Trevor R. Getz is the co-author of Abina and the Important Men: A Graphic History, a winner of the 2013 Children's Africana Book Award. Getz is a professor of history at San Francisco State University. His other books include Modern Imperialism and Colonialism: A Global Perspective and Slavery and Reform in West Africa.
Q: How did you come upon the story of Abina Mansah, and why
did you decide to tell it as a graphic history?
A: I actually recovered Abina's testimony in 1998, during
research for my dissertation, which was a social history of abolition in
Senegal and the Gold Coast.
I knew immediately I had something special here -- it was
more expressive, more detailed, and in many ways more moving than any other
court cases or sources I found in the national archives in Ghana or in Senegal.
However, I was unprepared at that point to read it deeply. Instead,
it became a footnote in what was really a mass, social history.
Over time, I learned to read the male, colonial voices in
the document. This was through a number of articles and projects in which I
gradually focused in on colonial discourse of paternalism (primarily),
ethnography, and knowledge transactions in the early Gold Coast Colony.
This allowed me to begin pulling away layers of information
about the production of the document containing Abina's testimony.
Then I became involved in a project on voices of slavery
primarily organized by Sandra Greene, Alice Bellagamba, and Martin Klein. I was
privileged to present my first paper on Abina's testimony to many wise
colleagues during a week-long meeting in Bellagio, Italy hosted by the
Rockefeller Foundation.
Through their feedback, including the assistance of the
great Ghanaian historian of slavery Akosua Perbi, I began to be able to hear
what Abina (Abena Mensah, as it would be written today) was saying to the men
-- African and European -- who were deciding the case.
Q: How did you and Liz Clarke collaborate on the book?
A: Liz played a huge role. At first, I largely saw her as
the artist executing my story, although I ALWAYS insisted that she be 50/50
partners in terms of financial issues and "authorship" of the final
product.
Then, however, she taught me a lesson. She became deeply involved
in researching what things should look like, how people lived their lives, and
questions of how we should depict scenes. She truly became, in many ways,
a "co-author."
Q: Did you envision the book as appealing to young adults
and adults?
A: I always wanted to reach "young adults", but to
be truthful I saw this book as aimed at college-level audiences. In many ways,
it's a book about "history" and the issues surrounding its
production: who owns the past, who has the right to produce it, and how can we
best respect people of the past and popular perceptions of their lives while
critically engaging them.
This is something I think should be
learned/debated/interrogated by anyone who considers themselves educated.
Q: As a professor who has written extensively about African history, what do you think are some of the most common misperceptions about it?
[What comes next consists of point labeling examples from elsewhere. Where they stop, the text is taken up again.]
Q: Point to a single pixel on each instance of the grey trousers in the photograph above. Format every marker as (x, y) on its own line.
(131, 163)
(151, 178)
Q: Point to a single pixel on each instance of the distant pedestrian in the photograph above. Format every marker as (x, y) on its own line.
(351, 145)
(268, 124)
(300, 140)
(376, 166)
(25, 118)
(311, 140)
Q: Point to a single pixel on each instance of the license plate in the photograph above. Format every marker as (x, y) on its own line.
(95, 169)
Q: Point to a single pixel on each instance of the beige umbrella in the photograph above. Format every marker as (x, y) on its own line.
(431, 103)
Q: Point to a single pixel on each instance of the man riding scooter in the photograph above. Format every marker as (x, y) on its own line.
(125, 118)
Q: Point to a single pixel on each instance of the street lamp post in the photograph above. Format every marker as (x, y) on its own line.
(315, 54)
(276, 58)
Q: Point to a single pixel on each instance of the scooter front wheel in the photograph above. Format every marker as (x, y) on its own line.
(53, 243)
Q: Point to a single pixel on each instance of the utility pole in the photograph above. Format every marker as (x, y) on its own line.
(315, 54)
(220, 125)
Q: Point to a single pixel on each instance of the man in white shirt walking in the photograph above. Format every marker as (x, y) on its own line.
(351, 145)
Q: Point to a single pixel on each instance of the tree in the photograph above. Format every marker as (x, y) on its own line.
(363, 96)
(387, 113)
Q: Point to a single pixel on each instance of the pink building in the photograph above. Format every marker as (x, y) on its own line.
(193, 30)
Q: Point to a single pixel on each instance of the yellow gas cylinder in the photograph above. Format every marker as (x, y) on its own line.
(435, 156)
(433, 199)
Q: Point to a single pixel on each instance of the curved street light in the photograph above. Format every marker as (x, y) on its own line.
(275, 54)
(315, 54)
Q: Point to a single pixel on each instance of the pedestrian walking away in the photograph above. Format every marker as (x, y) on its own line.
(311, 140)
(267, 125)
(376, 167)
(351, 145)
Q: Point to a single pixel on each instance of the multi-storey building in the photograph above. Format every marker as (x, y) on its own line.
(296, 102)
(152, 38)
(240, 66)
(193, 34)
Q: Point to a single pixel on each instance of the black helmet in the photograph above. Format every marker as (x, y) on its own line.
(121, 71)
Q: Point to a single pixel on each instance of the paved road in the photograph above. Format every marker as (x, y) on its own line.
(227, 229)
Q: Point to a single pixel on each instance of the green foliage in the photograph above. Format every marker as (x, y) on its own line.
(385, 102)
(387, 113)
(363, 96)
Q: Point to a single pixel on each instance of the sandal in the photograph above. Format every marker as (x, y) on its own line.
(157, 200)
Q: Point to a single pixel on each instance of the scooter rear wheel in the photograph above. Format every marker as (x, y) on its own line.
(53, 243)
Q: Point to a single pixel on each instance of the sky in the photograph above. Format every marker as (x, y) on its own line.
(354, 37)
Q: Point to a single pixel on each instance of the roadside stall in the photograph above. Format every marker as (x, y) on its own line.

A: Interesting question. I could answer this at length, but
I'll try to be brief and directed.
One of the great difficulties we face in studying African
history is that we are faced by discursive constructions of African-ness in our
media and daily lives: primitive Africa, wild Africa, exotic Africa, broken
Africa. How can we get beyond them to understand Africans as human beings?
Tied in with this is the issue of whether we see Africans as
being just like us ("universal"), very diverse among themselves, or
especially African in some way.
All of these are approaches that even serious scholars can
take, but all have their weaknesses and problems as well as their strengths.
First and foremost, I wanted Abina's story to be the story
of a PERSON, a human being struggling in the milieu of her specific time and
place but for somewhat universal human goals of surviving and thriving.
Q: What are you working on now?
A: In terms of Abina's story, I'm working on two projects.
First, my continued attempts to re-read her narrative more deeply have
led me to try to look at the relationship between slavery and marriage.
The result is a re-focusing on issues surrounding marriage
as the driver of her actions. Lindsay Ehrisman and I have an article coming out
on that topic in the inaugural volume of the Journal of West African History,
and I'm now trying to read many other court cases from the period through the
paradigm of marriage and its relationship to slavery (both discursive and
experiential).
Another direction I'm trying to take is to develop an iBook
experience about Abina intended specifically for the high school classroom, and
designed around the common core curriculum and world history standards.
This will be a sound-and-motion comic book with deep historical tools for
teachers and students.
Finally, I'm working on three other projects: a world
history textbook for Oxford University Press, editing the African World
Histories series, and an edited volume (see www.subjectinghistory.org)
about the relationship between scholarly and public approaches to understanding
the past.
Q: Anything else we should know?
A: I have been deeply affected by Abina's narrative.
This is not unusual for a historian. We are driven by the traces
left behind by engaging people who lived before us.